(Reuters) - A three-time NASCAR Cup and IndyCar series champion Tony Stewart has set three modest goals for his first season in an NHRA Top Fuel dragster.
'Don't suck, don't wreck his wife's car and don't kill himself'.
All worthy objectives for the 52-year-old NASCAR Hall of Famer, who in all probably has set the bar considerably higher with a chance to become the only driver to win championships in all three series (NASCAR, IndyCar, NHRA Top Fuel).
"My goal is to not suck, my goal is not get fired by my wife and not kill myself driving this thing," Stewart told reporters on Thursday after announcing the move. "Every time we have jumped into a different type of race car in a different form of motor sport there is always a learning curve and this is no different.
"This has probably been one of the hardest things that I've ever had to learn to drive.
"It is very much going to be a crash course learning curve, minus the crash."

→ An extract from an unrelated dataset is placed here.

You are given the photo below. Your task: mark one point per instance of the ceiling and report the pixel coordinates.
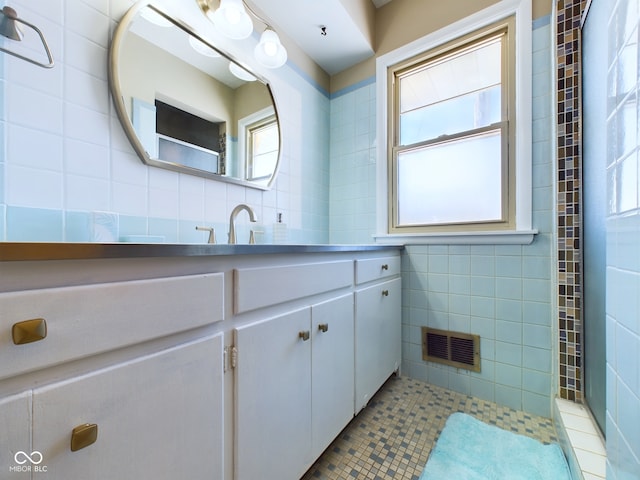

While Stewart owns the team he will race for he needed to interview with his wife Leah Pruett to fill the seat she left vacant to start a family.
Stewart left the decision to his Pruett who said it was not an easy choice before finally settling on the father of her future children.
"It came down to selecting a driver which was not an easy task as some think, oh he's a shoe in Tony is your husband, team owner but that wasn't the case," explained Pruett. "You have to be very objective about something this important.
"You can't drive a top fuel dragster until you drive a top fuel dragster," added Pruett.
Top fuelers can produce 11,000 horsepower with the Nitromethane powered cars reaching speeds of 330 mph (531 kph) in a matter of seconds.
Harnessing that power requires a unique skill set that Stewart says has left him facing a sharp learning curve with the NHRA season opening Gatornationals in Gainesville, Florida just three months away.
Stewart is not going into the season as a wide-eyed novice having competed full-time in the Top Alcohol class last season, where he finished second in the Rookie of the Year standings.
Still he will have big shoes to fill with his wife finishing third in the Top Fuel standings after losing to eventual champion Doug Kalitta in a winner-take-all final run at the season finale in Pomona.
"I'm way more scared about starting a family I can barely take care of myself," said Stewart, who is also co-owner of Stewart-Haas Racing NASCAR team. "I don't have any experience as a parent but I have a lot of experience driving.
"At least I have a little bit of an idea about what to expect but the family side of it I'm still learning how to be an average husband at best and trying to learn to be a father at the same time is another challenge."